The Second Step of Assembly in IR-806

            To finish up the investigation of the assembly process in the chromonic liquid crystal IR-806, attention was directed at theoretical models that might explain the second step in the assembly process (the first step is consistent with an isodesmic model).  The fundamental finding of this work is that the second step is highly cooperative.  In fact, both the equilibrium and kinetic results are consistent with several assembly models (e.g., nucleation and growth, activation and growth), since these models are identical in the limit of high cooperativity.[1]

            Below are absorption data for the 830 nm peak (due to large assemblies) as a function of temperature for a 0.3 wt% solution of IR-806.  The line is a theoretical prediction in the highly cooperative limit and gives a value for the growth step enthalpy change of (-65 ± 0.9) kJ/mole.

            Below is a plot of the absorption at 870 nm of a 0.2 wt% solution of IR-806 vs. time after a 10:1 dilution with water.  The noise in the experimental data is due to the very small change in absorption.  The line is the prediction of a nucleation and growth model for the change in the number of assemblies due to such a dilution.  Both the data and the prediction show two processes with very different rates, a fast process whereby the assemblies decrease in size to close to the size of the nucleus, and a slow process as the nuclei break apart into smaller assemblies.

            The assembly process can also be modeled successfully.  Below is a graph showing the change in absorbance at 560 nm due to the addition of a NaCl solution (1:10 ratio) causing assemblies to form.  The IR-806 concentrations were chosen so each solution started with the same absorption spectrum verifying that no large assemblies were present.  The concentrations of the added NaCl solutions were adjusted so that the sample showed the same absorption spectrum after the addition of NaCl.  The theoretical line is the prediction of a nucleation and growth model with parameters selected to give a curve similar to the experimental data for the 0.2 wt% solution.

            The investigation of the assembly process in IR-806 is now complete, and a manuscript is in preparation for publication (submission date: October, 2014).

The Assembly Processes in Pinacyanol Acetate

            Taking a hint from a recent article describing assembly phenomena in pinacyanol chloride[2], experiments were conducted on pinacyanol acetate solutions at higher concentrations and after they had been prepared some time beforehand.  As shown below, the signature of large assembly formation is a set of peaks at 600 and 640 nm (visible in the 0.5 wt%, 0.6 wt%, and 0.7 wt% solutions).

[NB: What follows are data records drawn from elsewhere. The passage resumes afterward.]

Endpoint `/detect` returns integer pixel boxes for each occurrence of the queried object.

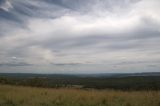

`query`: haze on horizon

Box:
[0,0,160,73]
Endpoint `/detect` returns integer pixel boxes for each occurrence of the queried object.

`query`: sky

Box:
[0,0,160,73]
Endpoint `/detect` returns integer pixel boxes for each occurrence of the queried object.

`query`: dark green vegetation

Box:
[0,74,160,90]
[0,85,160,106]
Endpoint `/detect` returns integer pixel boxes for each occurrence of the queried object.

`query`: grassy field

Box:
[0,85,160,106]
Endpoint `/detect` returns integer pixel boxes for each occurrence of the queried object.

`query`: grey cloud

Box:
[0,0,160,71]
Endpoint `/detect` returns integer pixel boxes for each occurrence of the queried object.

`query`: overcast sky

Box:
[0,0,160,73]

Whereas solutions freshly prepared from powder with concentrations at or above 0.3 wt% showed absorption changes upon dilution (indicating that large assemblies were present), after waiting a day, only solutions with concentrations at or above 0.5 wt% showed absorption changes upon dilution.  This is consistent with the results of the equilibrium experiments shown above.  Also, unlike IR-806 that has kinetic constants on the order of a fraction of a second, both the disassembly and assembly processes in pinacyanol acetate are quite slow, with kinetic constants closer to a fraction of an hour.  These are shown below for a 10:1 dilution with water of various pinacyanol acetate solutions and for the addition of NaCl solutions (1:10 ratio) of varying concentrations to a 0.1 wt% pinacyanol acetate solution.  The disassembly and assembly data are close to being exponential, with the highest salt concentration revealing some non-exponential behavior in the first ten minutes.

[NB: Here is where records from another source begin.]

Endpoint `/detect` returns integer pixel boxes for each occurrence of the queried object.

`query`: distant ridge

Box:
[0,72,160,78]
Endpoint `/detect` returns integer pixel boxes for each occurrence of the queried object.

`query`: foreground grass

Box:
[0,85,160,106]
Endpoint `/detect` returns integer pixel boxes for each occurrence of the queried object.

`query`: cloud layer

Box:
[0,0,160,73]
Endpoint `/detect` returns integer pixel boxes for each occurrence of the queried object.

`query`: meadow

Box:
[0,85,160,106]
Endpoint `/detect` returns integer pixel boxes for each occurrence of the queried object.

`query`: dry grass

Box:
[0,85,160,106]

            This completes the study of the assembly process in pinacyanol acetate and demonstrates that in many ways it is similar to the assembly behavior of benzopurpurin 6B, an investigation completed earlier with support of this grant.  Preparation of a manuscript reporting on both compounds is planned for later this calendar year.

[1] Smulders, M. M. J.; Nieuwenhuizen, M. M. L.; de Greed, T. F. A.; van der Schoot, P.; Schenning, A. P. H. J.; Meijer, E. W. Chem. Eur. J. 2010, 16, 362.

[2] v. Berlepsch, H.; Ludwig, K.; Bottcher, C.; Phys. Chem. Chem. Phys. 2014, 16, 10659.